Instytut Dialogu Międzykulturowego im. Jana Pawła II w Krakowie zorganizował wystawę niezwykłych pamiątek po Janie Pawle II. W Centrum Jana Pawła II przy ul. Kanoniczej 18 można było zobaczyć brulion dramatu oraz rękopis Karola Wojtyły dramatu „Brat naszego Boga”, które udostępnione zostały z Archiwum Krakowskiej Kapituły Katedralnej. Uzupełnieniem wystawy są m.in. unikalne fotografie z czasów, gdy Karol Wojtyła był kapłanem.
Młody Karol Wojtyła pierwszą wersję „Brata naszego Boga” w 1944 r. przedstawił ówczesnemu proboszczowi parafii św. Stanisława na Dębnikach w Krakowie ks. Józefowi Matlakowi, prosząc o wstępną jego ocenę.
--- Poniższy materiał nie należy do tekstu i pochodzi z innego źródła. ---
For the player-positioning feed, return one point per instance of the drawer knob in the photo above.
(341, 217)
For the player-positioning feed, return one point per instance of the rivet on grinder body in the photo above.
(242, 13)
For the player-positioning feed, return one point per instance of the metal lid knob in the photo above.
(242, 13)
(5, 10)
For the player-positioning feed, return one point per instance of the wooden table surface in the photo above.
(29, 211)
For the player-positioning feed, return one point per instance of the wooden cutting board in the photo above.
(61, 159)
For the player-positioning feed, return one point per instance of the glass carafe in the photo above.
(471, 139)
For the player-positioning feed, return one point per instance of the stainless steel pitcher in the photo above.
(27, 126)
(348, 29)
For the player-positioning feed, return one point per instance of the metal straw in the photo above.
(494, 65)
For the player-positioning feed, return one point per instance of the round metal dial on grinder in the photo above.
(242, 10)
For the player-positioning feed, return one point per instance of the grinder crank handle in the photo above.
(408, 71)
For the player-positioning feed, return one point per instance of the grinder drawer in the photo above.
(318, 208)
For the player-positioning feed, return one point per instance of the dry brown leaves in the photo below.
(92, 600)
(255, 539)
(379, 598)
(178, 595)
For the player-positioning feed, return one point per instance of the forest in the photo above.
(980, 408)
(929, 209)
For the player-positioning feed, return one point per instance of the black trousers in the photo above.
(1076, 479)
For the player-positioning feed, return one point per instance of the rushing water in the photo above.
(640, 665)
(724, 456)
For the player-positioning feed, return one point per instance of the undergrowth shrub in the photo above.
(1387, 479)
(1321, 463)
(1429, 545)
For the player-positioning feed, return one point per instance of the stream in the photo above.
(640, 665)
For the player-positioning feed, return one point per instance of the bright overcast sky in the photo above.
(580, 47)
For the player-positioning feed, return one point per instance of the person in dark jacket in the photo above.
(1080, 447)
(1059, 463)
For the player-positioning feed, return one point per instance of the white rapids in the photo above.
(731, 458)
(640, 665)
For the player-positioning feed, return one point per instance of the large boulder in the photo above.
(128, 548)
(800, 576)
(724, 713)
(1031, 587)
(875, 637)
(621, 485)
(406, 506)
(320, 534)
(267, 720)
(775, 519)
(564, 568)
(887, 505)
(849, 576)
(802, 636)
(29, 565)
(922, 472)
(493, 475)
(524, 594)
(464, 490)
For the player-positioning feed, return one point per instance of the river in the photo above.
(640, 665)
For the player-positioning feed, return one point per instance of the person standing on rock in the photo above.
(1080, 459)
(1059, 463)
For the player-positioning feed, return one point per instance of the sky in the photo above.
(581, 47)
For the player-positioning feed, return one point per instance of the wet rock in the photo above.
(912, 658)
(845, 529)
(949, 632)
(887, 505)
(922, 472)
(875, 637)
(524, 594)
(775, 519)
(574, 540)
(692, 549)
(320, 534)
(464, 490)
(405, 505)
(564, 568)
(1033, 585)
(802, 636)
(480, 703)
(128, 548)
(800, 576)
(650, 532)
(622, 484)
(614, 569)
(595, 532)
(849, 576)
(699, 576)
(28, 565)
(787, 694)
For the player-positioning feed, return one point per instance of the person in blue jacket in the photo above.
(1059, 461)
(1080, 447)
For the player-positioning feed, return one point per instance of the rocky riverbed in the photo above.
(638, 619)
Dramat poświęcony św. Bratu Albertowi – Adamowi Chmielowskiemu, Karol Wojtyła napisał gdy pracował jeszcze w kamieniołomie w Solvayu a jednocześnie angażował się w pracach Teatru Rapsodycznego a także gdy studiował w podziemnym seminarium duchownym.
– Zadziwiające jest, że Karol Wojtyła w tak młodym wieku podjął tak ważne tematy, które realizowały się w jego pontyfikacie – powiedział podczas wernisażu kard. Stanisław Dziwisz. Podkreślił, że w czasie wojny gdy powstawał pierwszy rękopis tego dramatu, młody Wojtyła myślał o idei solidarności i miłośći drugiego człowieka, zwłaszcza biednego. Jednocześnie dodał, że papież wielokrotnie wracał do postaci Adama Chmielowskiego (brata Alberta), któremu poświęcony jest dramat „Brat naszego Boga”.
– Nieoczekiwanie okazuje się, że współcześnie po ks. kard. Karolu Wojtyle zachował się po wydaniu dramatu, brulion pisany ołówkiem, pisany na zwyczajnym papierze, który jest nie jako pierwszym rękopisem i który ma prawo być uznany jako pierwszy – powiedział w czasie wernisażu jej współorganizator ks. prof. Jacek Urban. – W 2005 roku pani Woźniakowa, która przepisywała także teksty papieskie przekazała ks. kard. Stanisławowi Dziwiszowi drugi rękopis pisany piórem. W ten sposób mamy trzy teksty. Te trzy teksty muszą być rozważane równocześnie. Ci, którzy wydali „Brata naszego Boga” w roku 1979 dysponowali trzecim tekstem. Nadarza się teraz okazja do porównania tych trzech tekstów przez specjalistów tematu. Pierwszy tekst zajmuje połowę mniej objętości niż drugi… Brulion nigdy nie został zagubiony. Znaleziony został w archiwum kard. Karola Wojtyły, uzyskał swoją sygnaturę w aktach kard. Karola Wojtyły. Zostało ono uporządkowane, jak to zwykle bywa, po przejściu gdy biskup odchodzi w stan spoczynku, umiera a w przypadku Ojca Świętego wyniesienia na Stolicę Piotrową… siostry Sercanki porządkowały materiały, dokumenty ks. kard. Wojtyły… Rękopis stał się przedmiotem zainteresowania, kiedy po śmierci Ojca Świętego, zwrócono uwagę na potrzebę osobnego potraktowania jego twórczości poetyckiej. Postępowanie Komisji Historycznej, która miała opracować okres krakowski do procesu beatyfikacyjnego, koncentrowała się na wystąpieniach publicznych kardynała Wojtyły, na słowach, aktach, które dokonał, wizytacjach, kiedy jechał na konferencje, ks. prof. Jan Machnik zajął się wyłącznie działalnością poetycką Ojca Świętego, który nie przywiązywał do niej zbyt wielkiej wagi. W liczącym zbiorze blisko 200 fascykułów, działalność poetycka zajmuje jeden fascykuł. Kard. Stanisław Dziwisz postanowił zająć się tym tematem osobno. Stąd te odkrycia, stąd okazja do porównania brulionu z rękopisem. Nie ma w tym zbiorze wielu rękopisów. Dopiero gdy Ojciec Święty w testamencie swoim napisał, że swoje notatki przekazuje ks. kard. Stanisławowi, wtedy wielu zainteresowało się jakie notatki są poza testamentem…
Obok rękopisów dramatu na krakowskiej wystawie można zobaczyć m.in. niepublikowany nigdzie wiersz papieża z czasów młodości.